41. Trump: Not the Worst President?

A recent survey of 142 professional historians has ranked Donald Trump as our fourth-worst president.  Is this a fair assessment of Trump's future place in objective rankings of American presidents?

No.  There is no way that Franklin Pierce, James Buchanan, and Andrew Johnson deserve, in the perspective of history, to be considered as more injurious to the well-being of the United States than Trump.

Drawing on my flimsy credentials (an M.A. in American History, from decades ago), I would respectfully take issue with my confreres.

Note that the trio considered worse than Trump are the two presidents preceding Abraham Lincoln and the one following him.  Now in comparison to Lincoln -- by acclamation our best president -- anyone looks bad.  But historians seem to be hung up over the Civil War, since it is our worst historical tragedy.

Pierce and Buchanan were ineffectual presidents whose dithering, and deference to the South, contributed to the coming of the war.  But neither can be blamed for the war, or for its casualties.  It is doubtful that the Civil War could have been avoided, given the deep divisions in the nation, by any president.

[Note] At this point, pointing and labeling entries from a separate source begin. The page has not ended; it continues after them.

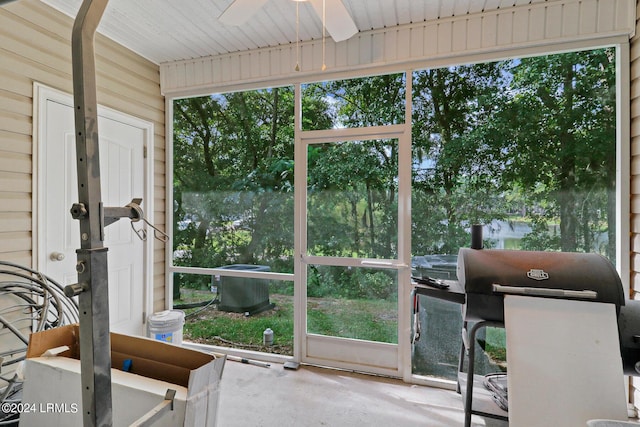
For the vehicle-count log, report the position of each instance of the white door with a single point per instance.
(122, 179)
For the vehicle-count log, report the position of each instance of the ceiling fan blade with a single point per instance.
(240, 11)
(338, 22)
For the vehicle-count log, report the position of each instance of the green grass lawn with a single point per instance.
(363, 319)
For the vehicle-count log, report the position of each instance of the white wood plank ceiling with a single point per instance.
(169, 30)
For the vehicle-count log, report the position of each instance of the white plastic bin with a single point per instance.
(166, 326)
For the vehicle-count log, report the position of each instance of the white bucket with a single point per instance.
(166, 326)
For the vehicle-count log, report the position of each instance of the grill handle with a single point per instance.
(544, 292)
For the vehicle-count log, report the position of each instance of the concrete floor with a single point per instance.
(252, 396)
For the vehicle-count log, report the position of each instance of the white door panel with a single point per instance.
(122, 179)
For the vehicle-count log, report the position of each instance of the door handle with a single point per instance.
(56, 256)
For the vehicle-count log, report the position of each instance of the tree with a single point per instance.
(563, 120)
(456, 159)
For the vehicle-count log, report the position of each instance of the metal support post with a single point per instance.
(95, 345)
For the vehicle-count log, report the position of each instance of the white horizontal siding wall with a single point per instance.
(35, 46)
(465, 37)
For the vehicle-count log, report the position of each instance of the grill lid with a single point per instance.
(542, 272)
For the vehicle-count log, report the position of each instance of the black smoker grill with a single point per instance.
(486, 276)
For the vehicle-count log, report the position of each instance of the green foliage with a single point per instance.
(340, 282)
(532, 138)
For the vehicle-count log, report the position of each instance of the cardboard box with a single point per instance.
(52, 392)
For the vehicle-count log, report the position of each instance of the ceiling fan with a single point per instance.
(338, 24)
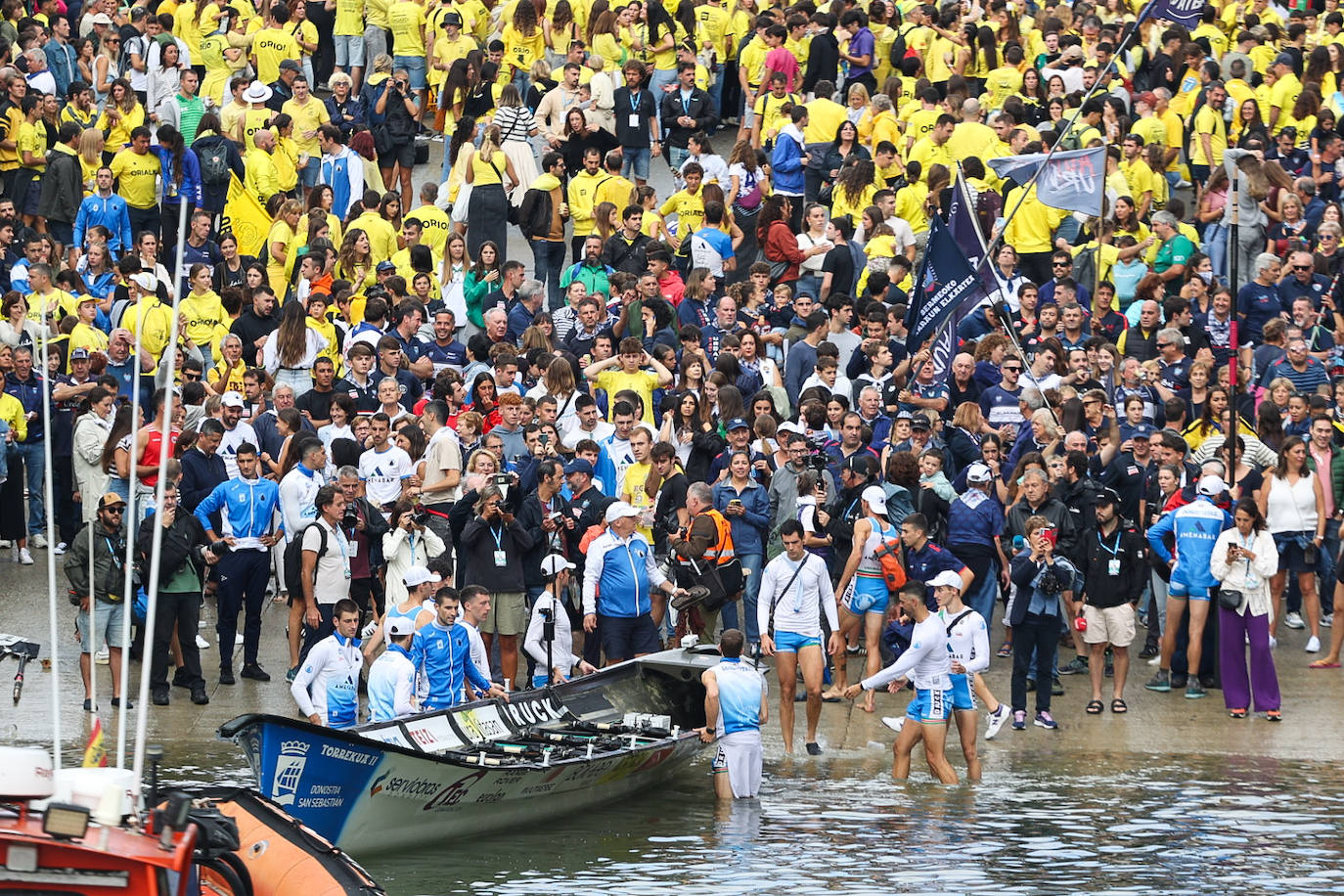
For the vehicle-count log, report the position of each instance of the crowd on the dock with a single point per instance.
(683, 413)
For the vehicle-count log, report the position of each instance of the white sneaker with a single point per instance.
(996, 722)
(895, 723)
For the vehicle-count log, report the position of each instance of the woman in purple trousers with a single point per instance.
(1243, 560)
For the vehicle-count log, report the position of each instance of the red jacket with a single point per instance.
(783, 246)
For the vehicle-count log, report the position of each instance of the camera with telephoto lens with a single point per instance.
(1050, 583)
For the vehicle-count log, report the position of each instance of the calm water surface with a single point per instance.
(1052, 823)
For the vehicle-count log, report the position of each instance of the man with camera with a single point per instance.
(100, 601)
(183, 555)
(246, 506)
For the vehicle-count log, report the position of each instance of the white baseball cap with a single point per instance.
(620, 510)
(875, 497)
(946, 579)
(553, 563)
(419, 575)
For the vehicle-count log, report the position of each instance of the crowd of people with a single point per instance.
(683, 413)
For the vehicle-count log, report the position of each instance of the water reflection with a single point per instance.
(1043, 823)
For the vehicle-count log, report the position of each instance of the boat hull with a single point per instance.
(399, 784)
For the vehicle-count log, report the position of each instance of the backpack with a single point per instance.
(888, 554)
(214, 164)
(294, 559)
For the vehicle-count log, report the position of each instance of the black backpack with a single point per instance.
(214, 164)
(294, 559)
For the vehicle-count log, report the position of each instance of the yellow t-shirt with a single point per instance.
(306, 117)
(136, 177)
(34, 144)
(640, 381)
(203, 313)
(349, 18)
(408, 22)
(690, 211)
(272, 46)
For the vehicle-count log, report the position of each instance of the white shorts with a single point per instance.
(740, 756)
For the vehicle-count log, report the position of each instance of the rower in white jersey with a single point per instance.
(734, 709)
(967, 644)
(927, 665)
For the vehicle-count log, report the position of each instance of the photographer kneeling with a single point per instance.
(183, 557)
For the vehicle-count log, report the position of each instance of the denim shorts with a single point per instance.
(416, 68)
(349, 50)
(636, 160)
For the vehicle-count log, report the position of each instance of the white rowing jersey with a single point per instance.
(967, 640)
(926, 661)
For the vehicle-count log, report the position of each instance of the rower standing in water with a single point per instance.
(927, 664)
(734, 711)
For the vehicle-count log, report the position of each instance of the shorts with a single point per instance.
(108, 619)
(1110, 625)
(1182, 590)
(793, 643)
(963, 694)
(349, 50)
(929, 705)
(414, 67)
(636, 160)
(309, 173)
(376, 42)
(740, 756)
(626, 637)
(507, 615)
(403, 155)
(869, 589)
(1290, 558)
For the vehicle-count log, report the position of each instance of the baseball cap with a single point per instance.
(553, 563)
(578, 465)
(419, 575)
(946, 579)
(875, 497)
(1107, 496)
(1213, 485)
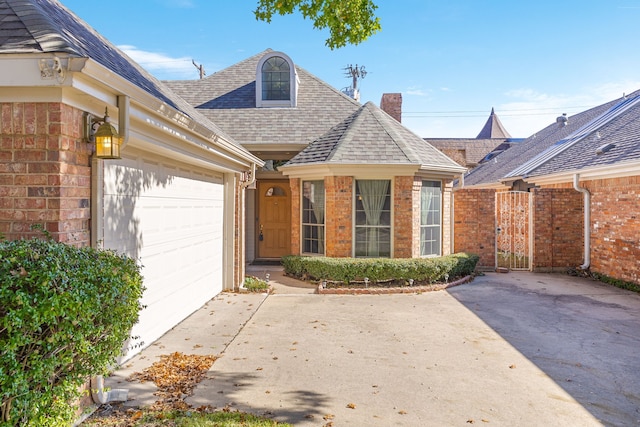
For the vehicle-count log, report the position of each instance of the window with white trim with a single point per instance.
(431, 218)
(373, 218)
(313, 217)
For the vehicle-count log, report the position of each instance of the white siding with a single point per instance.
(171, 219)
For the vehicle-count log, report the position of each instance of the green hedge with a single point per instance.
(348, 270)
(65, 314)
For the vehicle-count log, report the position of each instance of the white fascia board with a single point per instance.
(490, 186)
(172, 121)
(368, 171)
(23, 70)
(618, 170)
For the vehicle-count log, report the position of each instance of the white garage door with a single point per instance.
(171, 219)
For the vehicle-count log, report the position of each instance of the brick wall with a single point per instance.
(447, 201)
(458, 155)
(615, 227)
(474, 225)
(296, 209)
(339, 219)
(391, 103)
(557, 229)
(45, 172)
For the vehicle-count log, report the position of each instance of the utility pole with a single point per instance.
(355, 73)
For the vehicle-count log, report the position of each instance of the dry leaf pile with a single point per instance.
(175, 375)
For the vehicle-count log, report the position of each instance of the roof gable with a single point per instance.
(227, 97)
(567, 147)
(46, 26)
(493, 128)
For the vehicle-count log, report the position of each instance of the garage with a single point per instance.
(169, 216)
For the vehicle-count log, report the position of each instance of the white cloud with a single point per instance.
(180, 4)
(417, 91)
(161, 65)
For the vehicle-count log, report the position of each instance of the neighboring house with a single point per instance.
(566, 197)
(470, 152)
(172, 199)
(342, 179)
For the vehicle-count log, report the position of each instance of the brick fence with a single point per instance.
(45, 173)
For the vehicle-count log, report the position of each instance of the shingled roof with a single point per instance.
(493, 128)
(228, 98)
(570, 147)
(371, 136)
(46, 26)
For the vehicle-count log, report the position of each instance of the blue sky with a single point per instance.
(452, 60)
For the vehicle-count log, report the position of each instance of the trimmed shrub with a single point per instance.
(65, 314)
(377, 270)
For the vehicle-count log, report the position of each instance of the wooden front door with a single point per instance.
(274, 219)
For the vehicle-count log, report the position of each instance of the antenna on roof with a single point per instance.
(200, 68)
(355, 73)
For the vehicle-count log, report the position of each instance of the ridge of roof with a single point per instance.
(370, 136)
(493, 128)
(574, 138)
(34, 27)
(47, 26)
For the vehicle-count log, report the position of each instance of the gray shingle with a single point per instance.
(227, 97)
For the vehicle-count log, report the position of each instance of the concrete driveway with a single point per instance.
(510, 349)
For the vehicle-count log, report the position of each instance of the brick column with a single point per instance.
(45, 174)
(474, 219)
(406, 225)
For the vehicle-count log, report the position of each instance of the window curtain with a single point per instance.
(426, 201)
(317, 203)
(374, 194)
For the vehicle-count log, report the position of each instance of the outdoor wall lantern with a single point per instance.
(104, 135)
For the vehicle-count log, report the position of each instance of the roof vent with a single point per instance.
(604, 148)
(562, 120)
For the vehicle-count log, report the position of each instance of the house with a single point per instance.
(172, 199)
(341, 179)
(566, 197)
(470, 152)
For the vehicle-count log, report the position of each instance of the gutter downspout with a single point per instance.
(243, 209)
(587, 221)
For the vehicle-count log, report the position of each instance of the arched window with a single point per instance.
(276, 81)
(276, 85)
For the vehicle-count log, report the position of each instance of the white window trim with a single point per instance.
(392, 183)
(302, 223)
(441, 219)
(293, 79)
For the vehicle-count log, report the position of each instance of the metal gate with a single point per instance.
(513, 230)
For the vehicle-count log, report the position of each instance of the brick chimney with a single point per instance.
(391, 103)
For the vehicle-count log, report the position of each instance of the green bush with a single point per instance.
(347, 270)
(65, 314)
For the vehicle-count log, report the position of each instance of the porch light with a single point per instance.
(105, 136)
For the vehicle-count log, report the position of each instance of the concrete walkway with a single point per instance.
(506, 349)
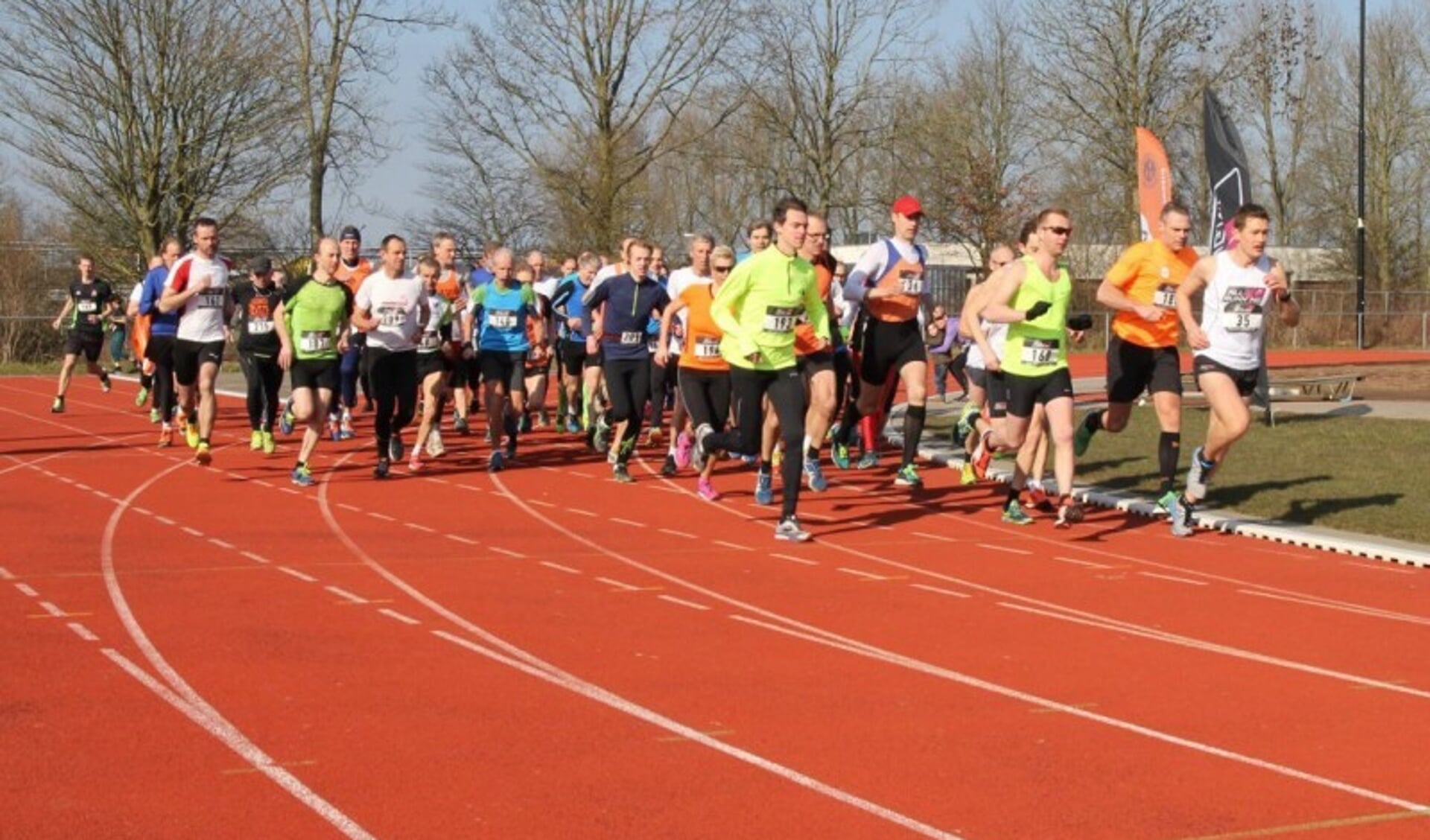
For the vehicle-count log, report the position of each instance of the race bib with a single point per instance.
(781, 319)
(500, 319)
(317, 342)
(1040, 351)
(1245, 322)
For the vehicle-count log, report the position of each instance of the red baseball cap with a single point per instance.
(907, 206)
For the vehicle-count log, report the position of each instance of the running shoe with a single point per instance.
(788, 529)
(1198, 474)
(1013, 513)
(764, 489)
(909, 477)
(1070, 513)
(814, 476)
(1180, 516)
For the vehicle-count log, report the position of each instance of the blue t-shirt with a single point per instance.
(159, 323)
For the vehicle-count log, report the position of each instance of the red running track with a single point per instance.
(211, 652)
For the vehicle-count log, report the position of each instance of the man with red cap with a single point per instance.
(890, 287)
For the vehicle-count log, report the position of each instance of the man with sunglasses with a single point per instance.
(1142, 353)
(1032, 296)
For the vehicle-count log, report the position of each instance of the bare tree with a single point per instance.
(584, 93)
(1113, 66)
(142, 115)
(335, 52)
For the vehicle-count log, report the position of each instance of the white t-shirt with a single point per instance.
(202, 315)
(1233, 312)
(401, 308)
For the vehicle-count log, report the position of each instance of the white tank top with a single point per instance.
(1233, 314)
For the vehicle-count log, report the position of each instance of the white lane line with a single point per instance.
(934, 589)
(346, 595)
(737, 546)
(612, 700)
(1084, 563)
(82, 631)
(1004, 549)
(682, 602)
(940, 538)
(398, 616)
(792, 559)
(618, 585)
(1173, 577)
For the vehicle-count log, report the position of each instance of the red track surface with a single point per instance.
(208, 652)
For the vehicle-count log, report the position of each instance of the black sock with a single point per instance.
(1169, 449)
(912, 432)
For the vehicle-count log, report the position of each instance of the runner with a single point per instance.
(393, 309)
(1032, 296)
(1142, 353)
(1240, 284)
(86, 306)
(579, 370)
(162, 332)
(758, 309)
(255, 303)
(436, 354)
(197, 290)
(704, 375)
(626, 305)
(889, 281)
(312, 328)
(352, 270)
(495, 325)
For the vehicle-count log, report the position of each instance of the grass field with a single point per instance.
(1347, 473)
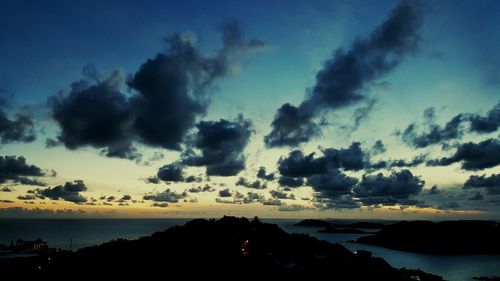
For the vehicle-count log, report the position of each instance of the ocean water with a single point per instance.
(79, 233)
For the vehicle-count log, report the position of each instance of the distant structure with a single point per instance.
(36, 246)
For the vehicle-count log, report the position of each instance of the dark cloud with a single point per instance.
(281, 195)
(206, 188)
(221, 145)
(17, 128)
(453, 129)
(255, 184)
(473, 156)
(393, 189)
(378, 148)
(171, 172)
(488, 123)
(400, 163)
(26, 197)
(165, 196)
(344, 76)
(95, 113)
(170, 91)
(262, 174)
(361, 113)
(225, 193)
(332, 184)
(435, 134)
(193, 179)
(70, 191)
(338, 203)
(491, 183)
(285, 181)
(17, 169)
(293, 208)
(299, 165)
(160, 205)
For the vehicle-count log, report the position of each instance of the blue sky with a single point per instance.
(455, 69)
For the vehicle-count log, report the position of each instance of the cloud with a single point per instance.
(169, 91)
(474, 156)
(281, 195)
(20, 212)
(70, 191)
(293, 208)
(393, 189)
(171, 172)
(341, 81)
(160, 205)
(206, 188)
(262, 174)
(378, 148)
(400, 163)
(491, 183)
(255, 184)
(486, 124)
(332, 184)
(453, 129)
(434, 135)
(299, 165)
(225, 193)
(17, 169)
(285, 181)
(165, 196)
(221, 145)
(17, 128)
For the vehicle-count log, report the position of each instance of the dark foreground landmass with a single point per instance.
(228, 248)
(446, 238)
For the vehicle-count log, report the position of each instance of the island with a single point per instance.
(443, 238)
(226, 248)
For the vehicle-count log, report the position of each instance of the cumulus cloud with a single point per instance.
(221, 145)
(281, 195)
(341, 81)
(18, 170)
(262, 174)
(170, 91)
(435, 134)
(487, 123)
(285, 181)
(225, 193)
(205, 188)
(254, 184)
(293, 208)
(400, 163)
(167, 195)
(171, 172)
(393, 189)
(299, 165)
(18, 127)
(452, 130)
(332, 184)
(70, 191)
(473, 156)
(491, 183)
(378, 148)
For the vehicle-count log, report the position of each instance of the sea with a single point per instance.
(79, 233)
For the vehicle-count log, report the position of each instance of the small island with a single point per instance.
(224, 249)
(442, 238)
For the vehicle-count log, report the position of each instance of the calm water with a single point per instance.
(60, 233)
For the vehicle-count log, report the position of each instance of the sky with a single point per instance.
(333, 109)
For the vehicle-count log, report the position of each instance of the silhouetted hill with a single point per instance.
(313, 223)
(447, 237)
(323, 223)
(228, 248)
(333, 229)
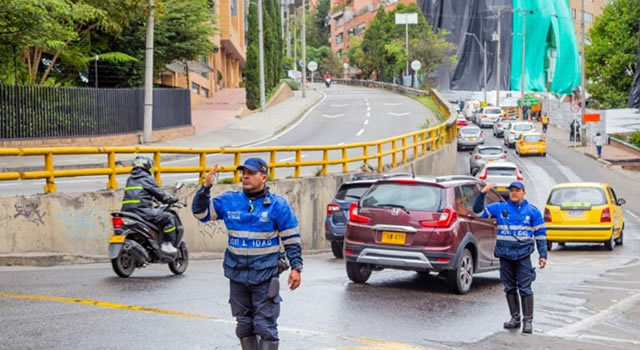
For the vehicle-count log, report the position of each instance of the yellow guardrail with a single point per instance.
(417, 142)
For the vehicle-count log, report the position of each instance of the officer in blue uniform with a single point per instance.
(257, 222)
(519, 224)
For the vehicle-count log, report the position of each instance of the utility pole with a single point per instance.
(148, 78)
(304, 49)
(261, 55)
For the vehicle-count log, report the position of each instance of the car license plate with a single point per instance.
(394, 237)
(117, 239)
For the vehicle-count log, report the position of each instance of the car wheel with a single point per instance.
(358, 273)
(608, 245)
(336, 249)
(461, 278)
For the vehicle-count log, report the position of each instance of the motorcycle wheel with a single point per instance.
(123, 265)
(179, 266)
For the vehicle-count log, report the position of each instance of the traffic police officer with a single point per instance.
(519, 224)
(257, 222)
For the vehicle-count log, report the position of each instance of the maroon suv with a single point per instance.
(421, 224)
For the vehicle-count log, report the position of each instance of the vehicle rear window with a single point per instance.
(594, 196)
(522, 127)
(501, 171)
(352, 192)
(490, 151)
(412, 197)
(533, 138)
(469, 130)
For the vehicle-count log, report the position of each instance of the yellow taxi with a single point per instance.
(531, 143)
(584, 212)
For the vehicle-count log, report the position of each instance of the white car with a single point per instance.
(512, 134)
(501, 173)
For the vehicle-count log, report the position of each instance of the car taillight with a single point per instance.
(117, 222)
(353, 214)
(605, 216)
(547, 215)
(332, 207)
(484, 175)
(446, 219)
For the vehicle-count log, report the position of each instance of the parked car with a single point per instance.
(469, 137)
(531, 143)
(501, 174)
(515, 129)
(338, 210)
(584, 212)
(501, 124)
(487, 116)
(482, 155)
(421, 224)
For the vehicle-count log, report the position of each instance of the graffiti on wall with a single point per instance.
(30, 210)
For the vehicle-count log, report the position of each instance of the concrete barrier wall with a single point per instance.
(75, 227)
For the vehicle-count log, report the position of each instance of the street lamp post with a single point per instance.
(484, 62)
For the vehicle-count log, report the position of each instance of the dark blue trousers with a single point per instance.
(517, 275)
(255, 312)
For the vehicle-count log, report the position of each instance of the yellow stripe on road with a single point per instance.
(108, 305)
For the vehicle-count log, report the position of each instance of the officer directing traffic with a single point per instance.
(519, 224)
(257, 223)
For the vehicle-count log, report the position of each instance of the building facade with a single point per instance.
(222, 68)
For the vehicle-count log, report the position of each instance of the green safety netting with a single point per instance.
(549, 29)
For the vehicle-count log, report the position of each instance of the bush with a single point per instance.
(292, 83)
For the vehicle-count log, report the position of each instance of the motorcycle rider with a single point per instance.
(138, 194)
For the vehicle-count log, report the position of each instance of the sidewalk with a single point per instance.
(223, 130)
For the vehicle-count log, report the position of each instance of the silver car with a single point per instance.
(484, 154)
(469, 137)
(488, 116)
(512, 134)
(502, 174)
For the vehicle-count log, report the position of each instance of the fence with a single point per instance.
(33, 112)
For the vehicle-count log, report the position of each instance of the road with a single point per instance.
(346, 115)
(586, 298)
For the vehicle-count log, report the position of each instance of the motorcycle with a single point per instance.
(135, 243)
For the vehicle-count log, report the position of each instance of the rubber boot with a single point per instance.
(268, 345)
(249, 343)
(527, 312)
(514, 309)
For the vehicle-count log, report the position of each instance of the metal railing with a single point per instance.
(35, 112)
(399, 148)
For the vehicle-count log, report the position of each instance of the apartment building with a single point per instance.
(222, 68)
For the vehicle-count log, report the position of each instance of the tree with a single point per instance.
(611, 57)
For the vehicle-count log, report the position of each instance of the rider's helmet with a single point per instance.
(144, 162)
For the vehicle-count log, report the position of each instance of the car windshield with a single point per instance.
(501, 171)
(469, 130)
(412, 197)
(352, 192)
(523, 127)
(591, 195)
(533, 138)
(490, 151)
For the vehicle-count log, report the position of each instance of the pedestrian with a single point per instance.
(598, 140)
(519, 224)
(257, 222)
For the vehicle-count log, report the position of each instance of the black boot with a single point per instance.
(268, 345)
(249, 343)
(514, 309)
(527, 313)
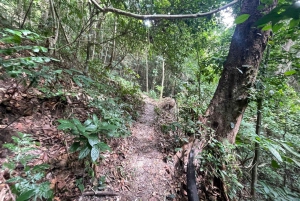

Pierce's policies -- the Kansas-Nebraska Act, enforcement of the Fugitive Slave Act -- deepened these divisions.  Buchanan's response to threatened secession of Southern states was a monument to ineffectual leadership.

Andrew Johnson was clearly a racist trying to uphold white supremacy and totally inept in his dealings with Congress.  It is not by accident that he was the first president to be impeached (if not convicted). 

What's notable is that all three of these miserable neer-do-wells were pulled down by their attempts to placate the South.  In our era, where racism is quite correctly considered beyond the pale, this puts a special opprobrium on them.  But what about a president who advances racism in the 21st century? 

Pierce, Buchanan, and Johnson were among the few one-term presidents not even renominated by their own parties.  And deservedly so.

But none of them attempted an illegal coup d'état by pressing Congress to refuse to certify valid electoral votes and by encouraging the only violent domestic invasion of the Capitol in U.S. history.

None of them refused to face a pandemic that left the United States, with only 5 percent of the world's population, with an estimated 15 percent of world's deaths by the disease.  None of them directly bear responsibility for hundreds of thousands of preventable deaths.

None of them alienated our closest allies to such an extent that a key leader declared that the era of dependence of U.S. leadership had ended.

None of them lied an estimated 30,000 times in public statements during their term in office.  None of them bragged about groping women or was credibly accused by dozens of women with sexual assault.

None of them consistently revealed themselves to be little more than a schoolyard bully allowed for far too long to ride roughshod over others. 

No, it's really no contest.  Donald wins this one by a wide margin.